Dwight Stone said...

http://www.youtube.com/watch?v=vIIA4dBO1Fk
great expectations... not really one shot, but as far as working for the plot and not being a ego move it's one of my favorites...
technocrane FTW!

RichMacD said...

The approaching rider in Lawrence of Arabia. David Lean lamented that he wished he'd had the courage to make it even longer.

Chris said...
This comment has been removed by the author.
Chris said...

Snake Eyes was very bad.

I'm not sure it would've really mattered whether each shot had been 10 minutes or .10 seconds.

It was a mess.

MY suggestion: the closing shot of "Big Night," which I found very affecting.

Anonymous said...

Very nice list. Kudos to you.
The shot in Oldboy is actually two shots married into one. There is a very well hidden cut in there.

Check out the new (double dip) dvd for confirmation.

Anonymous said...

Where are the Kubrick films? He pioneered tracking shots! Just look like Paths of Glory. Eyes Wide Shut had a lot of long complicated takes as well, if you want something more recent.

Dave said...

Terrific list, but I agree that the tracking shot in "Citizen Kane" really ought to be there.

As well, Tommy Shaw did a music video for his song "Girls With Guns" that is a single uninterrupted shot, apparently the *first* take, and in B&W no less... Note that the version available on YouTube is editied, missing the first and last bits.

Anonymous said...

We cannot forget the scene in "DAWN OF THE DEAD" - the lastest remake. Sarah Polley's character is running from her 'turned' husband, jumps into the car and backs away from him, then drives through the neighbourhood that is in the process of going to hell. It's a really nice long take, with lots of movement and so SO many things going on at once, it must have been a nightmare to choreograph.

Ian

Anonymous said...

You added the Oldboy fight scene and not the tower scene from Tom Yum Goong? You should be ashamed.

Anonymous said...

How about Virginie Ledoyen in "La Fille Seule"? Isn't that film just one long take?

andy said...

Any love out there for the "This is my ship" shot from The Life Aquatic?
as far as length goes, it's not as impressive as copacabana or cuba, but the pairing of the astounding set design that allows Wes Anderson to track in that subtlely child-like way makes it a real winner in my book.
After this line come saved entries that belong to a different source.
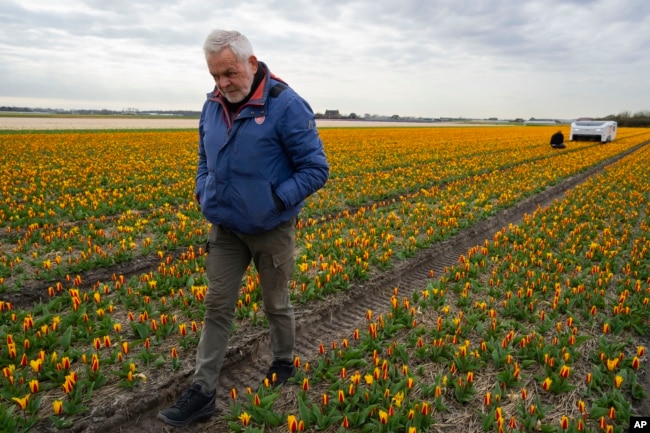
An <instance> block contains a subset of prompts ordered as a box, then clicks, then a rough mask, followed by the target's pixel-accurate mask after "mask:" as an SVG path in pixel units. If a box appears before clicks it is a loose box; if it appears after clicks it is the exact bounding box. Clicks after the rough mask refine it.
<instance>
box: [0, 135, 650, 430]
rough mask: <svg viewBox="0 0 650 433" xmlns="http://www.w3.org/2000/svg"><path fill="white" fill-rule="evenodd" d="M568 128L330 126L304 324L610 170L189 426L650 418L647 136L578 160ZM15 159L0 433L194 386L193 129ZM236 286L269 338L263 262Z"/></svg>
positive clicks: (524, 420)
mask: <svg viewBox="0 0 650 433" xmlns="http://www.w3.org/2000/svg"><path fill="white" fill-rule="evenodd" d="M556 130H557V127H542V126H540V127H524V126H498V127H497V126H477V127H437V128H422V127H419V128H332V129H329V128H323V129H321V131H320V134H321V138H322V139H323V143H324V146H325V151H326V154H327V157H328V160H329V163H330V166H331V176H330V179H329V181H328V183H327V184H326V186H325V187H324V188H323V189H322V190H320V191H318V192H317V193H316V194H314V195H313V196H311V197H310V198H309V199H308V200H307V201H306V203H305V207H304V209H303V211H302V213H301V214H300V215H299V220H298V222H297V252H296V268H295V273H294V276H293V278H292V280H291V281H290V289H291V296H292V302H293V304H294V305H295V306H296V310H297V311H300V310H301V309H303V308H304V309H308V308H311V307H312V306H314V305H319V304H320V303H324V302H327V300H328V299H330V298H331V297H335V296H338V295H340V294H344V293H346V292H349V291H356V290H363V287H364V282H366V281H369V280H372V279H373V278H376V277H377V276H379V275H382V274H384V273H390V272H392V271H393V270H394V269H395V267H396V266H397V265H398V264H400V263H404V262H407V261H409V260H411V259H412V258H414V257H415V256H416V255H417V254H418V253H419V252H422V251H426V250H427V249H428V248H431V247H432V246H434V245H437V244H440V243H442V242H445V241H447V240H449V239H450V238H451V237H452V236H454V235H457V234H459V233H462V232H463V231H464V230H470V229H471V228H472V227H473V226H475V225H476V224H477V223H479V222H480V221H485V220H487V219H489V218H492V217H494V216H495V215H497V214H499V212H501V211H503V210H505V209H508V208H510V207H513V206H515V205H516V204H518V203H521V202H522V201H524V200H526V199H529V198H531V197H533V196H535V195H537V194H540V193H541V192H543V191H545V190H547V189H548V188H550V187H552V186H554V185H558V184H561V183H562V182H565V181H567V180H568V179H571V178H573V177H575V176H578V175H580V174H582V173H584V172H586V171H587V170H589V169H592V168H594V167H598V166H601V167H602V169H599V170H597V171H595V172H594V174H593V175H591V176H589V177H588V178H587V179H586V180H585V181H584V182H583V183H581V184H579V185H577V186H576V187H575V188H572V189H570V190H568V191H567V192H566V194H564V195H562V196H560V197H558V198H557V199H555V200H554V201H553V202H552V203H550V204H548V206H544V207H541V206H540V207H538V208H537V209H536V210H535V211H534V212H532V213H530V214H526V215H524V216H523V218H522V219H521V221H518V222H517V223H516V224H515V223H512V224H508V225H507V226H504V227H502V228H501V229H500V230H497V231H496V232H495V233H493V234H492V235H491V236H490V237H489V238H487V239H485V240H482V241H481V242H480V243H479V244H477V245H476V246H475V247H473V248H471V249H469V250H468V251H466V252H465V253H464V254H462V255H461V256H460V257H458V260H457V262H456V263H455V264H454V265H453V266H448V267H446V268H445V271H444V272H443V273H442V274H436V275H434V273H433V272H431V278H430V279H429V282H428V284H427V286H426V287H414V288H411V290H408V291H407V292H406V291H405V290H404V289H403V288H397V287H395V288H394V289H393V290H392V297H391V298H390V302H389V303H388V304H387V305H386V307H385V310H383V311H381V312H377V311H372V310H370V309H368V310H367V311H366V313H365V315H364V316H361V317H358V318H357V319H358V324H357V325H355V328H354V329H350V330H349V332H346V334H345V335H341V336H338V337H337V338H336V339H333V340H330V341H320V342H318V347H319V348H318V350H317V351H315V353H313V354H312V356H310V357H308V358H305V357H304V356H303V357H296V359H295V361H294V363H295V365H296V367H297V375H296V377H295V379H292V382H293V383H292V384H291V385H287V386H284V387H274V386H273V383H268V382H267V383H263V384H262V385H260V386H258V385H259V384H257V383H256V384H245V386H242V387H241V388H240V389H238V388H233V389H232V390H229V394H230V397H228V398H227V401H223V402H221V403H222V404H223V405H224V406H225V407H226V408H227V409H226V410H225V411H223V412H222V413H220V414H219V415H218V416H215V417H213V418H212V419H210V420H208V421H205V422H201V423H195V424H193V425H192V426H190V427H189V430H187V431H196V432H203V431H205V432H208V431H210V432H214V431H218V432H221V431H233V432H262V431H264V432H287V431H288V432H294V431H308V432H316V431H325V432H374V433H380V432H381V433H388V432H400V433H401V432H403V433H420V432H428V431H440V432H457V431H458V432H481V431H484V432H519V431H521V432H530V431H541V432H558V433H560V432H605V433H610V432H623V431H626V430H627V428H628V425H629V419H630V417H631V416H640V415H645V416H650V412H647V413H642V411H643V408H644V407H645V408H648V407H649V406H648V403H647V392H648V390H647V389H646V383H648V381H647V380H646V379H645V376H646V374H647V373H646V370H647V359H648V353H647V351H648V350H649V347H648V328H649V326H650V310H649V309H650V306H649V305H648V304H650V146H649V145H648V144H649V143H650V129H638V128H627V129H626V128H621V129H620V130H619V132H618V136H617V139H616V140H615V141H613V142H611V143H608V144H600V143H593V142H575V143H573V142H570V143H568V144H567V148H566V149H563V150H556V149H553V148H551V147H550V145H549V144H548V139H549V137H550V136H551V134H552V133H553V132H555V131H556ZM566 135H568V134H566ZM0 162H1V163H2V165H3V166H4V167H5V170H4V171H3V173H2V174H0V369H1V370H2V375H1V376H0V380H1V381H2V387H1V390H0V431H11V432H14V431H15V432H27V431H59V430H60V431H81V430H79V429H80V428H88V425H89V421H88V419H89V414H91V413H93V412H94V411H95V410H96V409H97V408H98V407H100V406H102V405H104V404H105V403H104V402H105V401H106V400H104V398H106V397H102V396H106V395H111V396H115V395H119V398H120V399H122V400H125V401H129V399H131V400H133V401H135V400H138V399H140V398H141V397H142V396H143V395H145V394H146V393H147V390H148V389H151V388H150V387H151V386H152V384H151V383H152V382H155V381H156V380H160V378H161V377H164V376H173V375H182V374H185V376H186V377H187V372H188V371H191V369H192V367H193V362H194V352H195V348H196V345H197V342H198V339H199V337H200V333H201V327H202V318H203V298H204V296H205V293H206V290H207V278H206V277H205V274H204V249H205V248H204V245H205V241H206V239H207V234H208V231H209V225H208V223H207V222H206V221H205V220H204V219H203V217H202V215H201V212H200V209H199V207H198V205H197V204H196V203H195V202H194V200H193V197H192V194H193V191H194V175H195V170H196V162H197V133H196V131H186V130H167V131H128V132H127V131H59V132H43V131H31V132H30V131H27V132H26V131H9V132H3V133H0ZM241 289H242V290H241V295H240V298H239V300H238V302H237V305H236V307H235V308H236V320H235V324H234V326H233V339H234V340H235V341H236V338H237V337H238V336H240V335H243V334H244V333H247V332H253V331H261V330H264V329H265V328H266V326H267V323H266V321H265V318H264V313H263V311H262V299H261V295H260V289H259V279H258V277H257V274H256V272H255V269H254V268H252V267H251V268H250V269H249V271H248V272H247V274H246V275H245V278H244V279H243V281H242V287H241ZM405 292H406V293H405ZM184 372H185V373H184ZM132 417H134V418H137V417H138V414H132ZM151 423H152V424H153V427H152V430H150V431H160V430H161V429H162V427H163V424H161V423H160V422H159V421H157V420H156V419H155V418H152V419H151ZM192 429H193V430H192ZM104 430H106V429H104ZM116 431H129V430H128V427H126V426H121V427H119V429H118V430H116ZM134 431H135V430H134Z"/></svg>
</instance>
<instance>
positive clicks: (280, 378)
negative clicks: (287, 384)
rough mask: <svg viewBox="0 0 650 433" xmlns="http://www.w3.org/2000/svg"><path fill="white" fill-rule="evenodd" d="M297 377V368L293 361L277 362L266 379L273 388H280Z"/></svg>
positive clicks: (270, 371) (276, 362)
mask: <svg viewBox="0 0 650 433" xmlns="http://www.w3.org/2000/svg"><path fill="white" fill-rule="evenodd" d="M295 375H296V368H295V367H294V366H293V362H291V361H280V360H275V361H273V363H272V364H271V367H269V370H268V371H267V372H266V378H267V379H268V380H269V384H270V385H271V386H274V387H275V386H279V385H284V384H285V383H287V380H289V379H290V378H292V377H294V376H295Z"/></svg>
Excellent article - a very fun read.

Alan Bacchus said...

Hey Anonymous:

You haven't read my article. The Tower scene from Tom Yum Goong and Oldboy has ALWAYS been there.

gordy said...

what about Birth? the opening scene where the husband has a heart attack is very dramatic at the end. then, the scene where she's in the theatre and she finally realizes that the kid really IS her husband.

- gordy

Redwitch said...

Excellent list -- and lots of thought-provoking additions. Let me add one of my faves -- the camera following Henry's long walk across the muddy, bloody battlefield in Kenneth Branagh's "Henry V."

Anonymous said...

Another film that falls into the artistic experiment categroy, "Timecode" (2000). The screen is split into four sections, and simultaneous action occurs continuously on all four screens. The sound is louder on the screen where the important action takes place, but while ambitious, the idea of improvising the dialogue left this film feeling rather boring.